La régulation n’est pas la solution

En France, on a pas de pétrole mais on a régulé. Notre pays est le seul au monde, avec la Bulgarie, à avoir interdit l’exploration du gaz de schiste, par la loi. Nous préférons ainsi dépendre de l’étranger au lieu de créer des emplois chez nous.

En France, lors de l’introduction d’une nouvelle entreprise cassant un monopole, tout débat politique consiste par une volonté de réguler et d’interdire tout nouveau acteur.

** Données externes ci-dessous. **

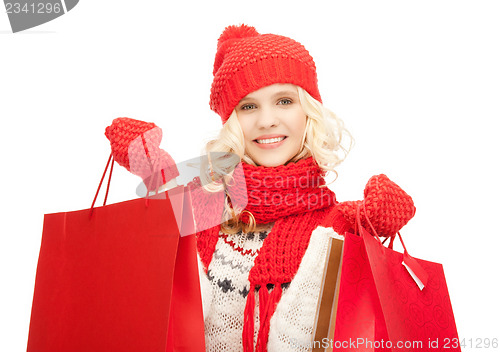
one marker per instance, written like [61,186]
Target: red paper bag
[108,282]
[381,307]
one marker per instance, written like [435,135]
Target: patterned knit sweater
[225,288]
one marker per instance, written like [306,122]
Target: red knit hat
[247,61]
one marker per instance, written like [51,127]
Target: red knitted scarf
[291,197]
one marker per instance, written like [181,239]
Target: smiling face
[273,124]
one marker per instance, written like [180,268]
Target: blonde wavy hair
[324,139]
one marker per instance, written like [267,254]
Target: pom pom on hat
[236,32]
[247,61]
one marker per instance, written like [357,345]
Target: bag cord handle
[375,234]
[110,160]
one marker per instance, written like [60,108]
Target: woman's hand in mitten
[387,207]
[135,145]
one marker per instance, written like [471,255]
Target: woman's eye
[247,107]
[285,101]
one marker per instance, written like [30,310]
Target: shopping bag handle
[375,234]
[418,274]
[112,161]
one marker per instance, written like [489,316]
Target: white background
[417,84]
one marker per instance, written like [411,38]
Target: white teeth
[270,140]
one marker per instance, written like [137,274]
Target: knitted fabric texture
[135,146]
[291,196]
[387,206]
[247,61]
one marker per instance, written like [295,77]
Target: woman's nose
[267,119]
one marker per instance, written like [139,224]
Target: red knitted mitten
[135,146]
[387,206]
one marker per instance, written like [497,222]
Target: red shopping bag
[107,276]
[382,308]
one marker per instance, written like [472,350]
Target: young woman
[262,268]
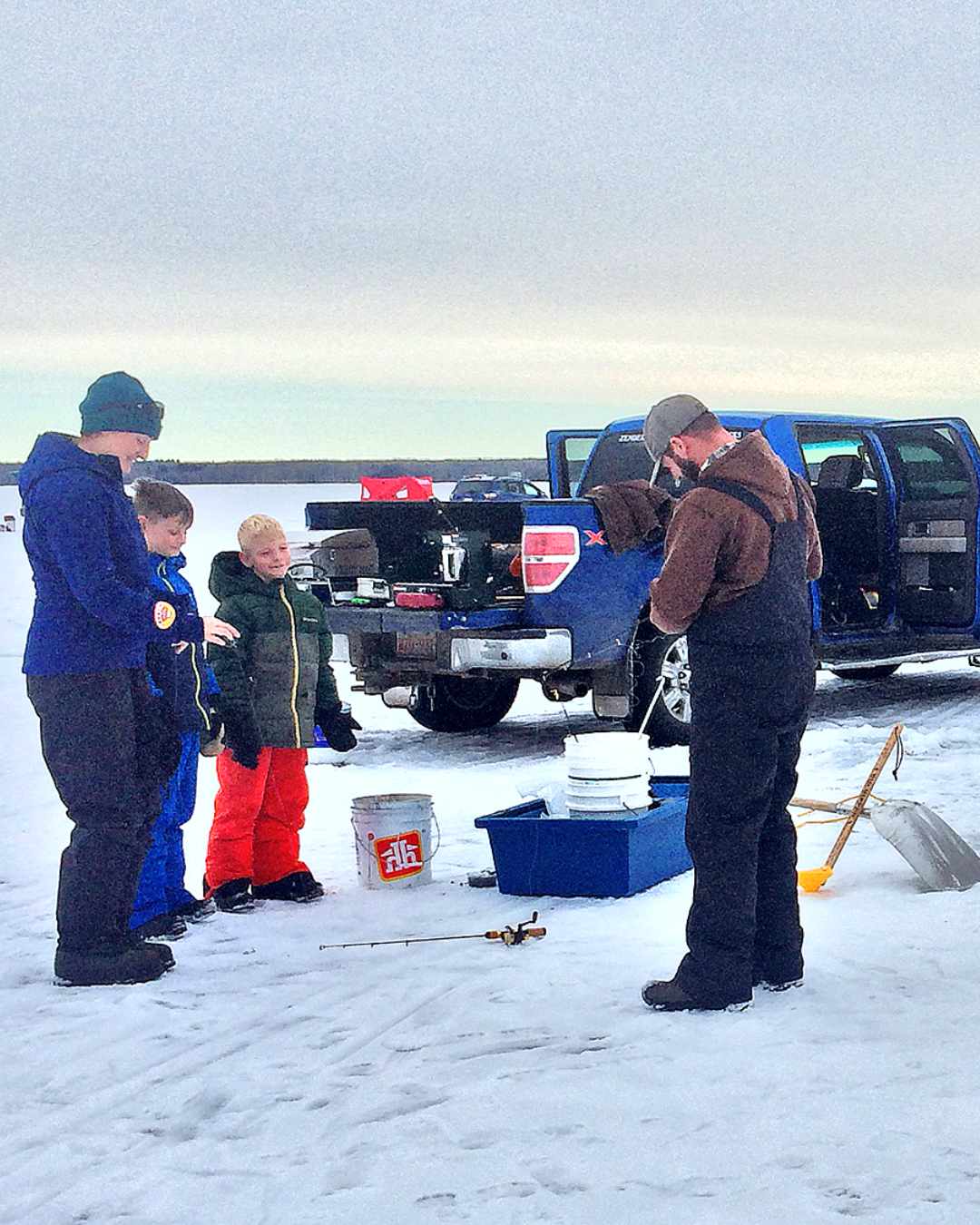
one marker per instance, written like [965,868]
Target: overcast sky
[408,227]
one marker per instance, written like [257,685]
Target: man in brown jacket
[740,549]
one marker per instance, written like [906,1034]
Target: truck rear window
[931,466]
[616,457]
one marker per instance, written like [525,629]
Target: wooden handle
[798,801]
[859,804]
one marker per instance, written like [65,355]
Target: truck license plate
[419,646]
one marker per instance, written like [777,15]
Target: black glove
[211,735]
[338,725]
[242,744]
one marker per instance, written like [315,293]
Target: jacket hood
[60,452]
[230,577]
[753,463]
[178,561]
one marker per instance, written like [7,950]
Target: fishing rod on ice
[508,936]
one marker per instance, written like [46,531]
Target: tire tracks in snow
[24,1153]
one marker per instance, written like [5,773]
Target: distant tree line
[311,472]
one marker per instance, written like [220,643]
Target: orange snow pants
[258,818]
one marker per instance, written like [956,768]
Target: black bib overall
[752,678]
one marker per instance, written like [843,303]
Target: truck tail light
[549,555]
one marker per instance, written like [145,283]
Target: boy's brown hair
[157,500]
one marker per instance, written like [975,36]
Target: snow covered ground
[267,1083]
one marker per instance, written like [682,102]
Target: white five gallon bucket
[608,773]
[392,836]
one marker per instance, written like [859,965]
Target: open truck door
[935,469]
[567,452]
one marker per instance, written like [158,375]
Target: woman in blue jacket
[108,744]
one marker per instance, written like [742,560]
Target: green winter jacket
[279,672]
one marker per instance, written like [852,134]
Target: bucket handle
[365,847]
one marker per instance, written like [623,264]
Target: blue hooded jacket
[94,608]
[186,679]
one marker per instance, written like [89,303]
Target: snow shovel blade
[812,878]
[927,844]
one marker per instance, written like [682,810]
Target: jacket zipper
[296,665]
[198,681]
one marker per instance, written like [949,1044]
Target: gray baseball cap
[669,418]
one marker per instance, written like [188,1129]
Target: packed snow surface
[266,1082]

Le site Netflix qui propose des vidéos à la demande sur internet est très populaire outre-Atlantique. Pour s’introduire en France, il devra s’adapter aux lois de notre pays nous affirme la Ministre de la Culture. Elle précise: « Netflix doit se plier aux régulations qui font le succès de nos industries, notamment en matière de financement de la création ».  Si on peut louer cette ambition de préserver une vision bien particulière du cinéma, on peut s’interroger. Au regard de la faiblesse du cinéma français , peut-on vraiment penser qu’un internaute ira télécharger un film français afin de respecter lui-même ce quota ? De fait, s’il choisit de voir l’intégral de Fast and Furious, aura t’il en plein milieu un clip de Christophe Maé * ?

Les libéraux ne veulent pas supprimer toutes règles. Ils ne souhaitent pas non plus une société autorégulée mais se posent une unique question : Faut-il plus ou moins d’état ? La réponse est simple. L’Etat doit intervenir dans des domaines grandement limitées. Des règles doivent être établies et rester durables afin de permettre la libéra(lisa)tion de l’économie.

Au lieu de se demander de quelle manière il faut respecter les quotas français, Interrogeons-nous sur les forces et les faiblesses de notre modèle. Daft Punk a cartonné, dans le monde entier. Les quotas n’y sont pour rien contrairement au talent du groupe (et de son distributeur Columbia Records).

Vouloir défendre la régulation, c’est adopter une posture moralisatrice.

Ce n’est pas en mettant en place la loi anti-Amazon que les librairies seront sauvées. C’est en instaurant la concurrence. Acheter un livre vingt euros n’est pas donné à tout le monde. Adoptons le modèle britannique, il est simple. Le prix unique du livre n’existe pas. Le libre choix est donné au consommateur. L’acquisition d’un ouvrage neuf est rendu possible à peu de frais. Pour acheter un beau livre, des boutiques spécialisées existent comme Daunt Books.

De même, si certains ont contesté le parachute doré de Philippe Varin de 21 millions d’euros, soulignons que la mise en place de ce statut a une raison économique. L’Ecole Harvard soutient l’idée que la retraite-chapeau permettrait aux dirigeants qui ont commis des erreurs de gestion de les reconnaître plus facilement. Le chef d’entreprise n’aurait ainsi plus aucune volonté de cacher ses pertes afin de garder son poste et de maintenir sa rémunération.

Dernier exemple. Les lois sur le racisme. Que les agressions soient condamnées est une évidence. Que des agressions du fait de la position particulière de la victime soient plus lourdement condamnées, également. Interdire la liberté d’expression pour la simple raison qu’elles contreviennent au principe de pensée imposé par la loi est profondément dérangeant. Catholique pratiquant, j’ai vu bon nombre d’images diffusées tant par Charlie Hebdo que par Les Guignols de l’Info. Oui, elles sont blessantes. Néanmoins, interdire la diffusion de ces images est une folie. Elle est à l’égale de l’intervention étatique dans l’ensemble des domaines.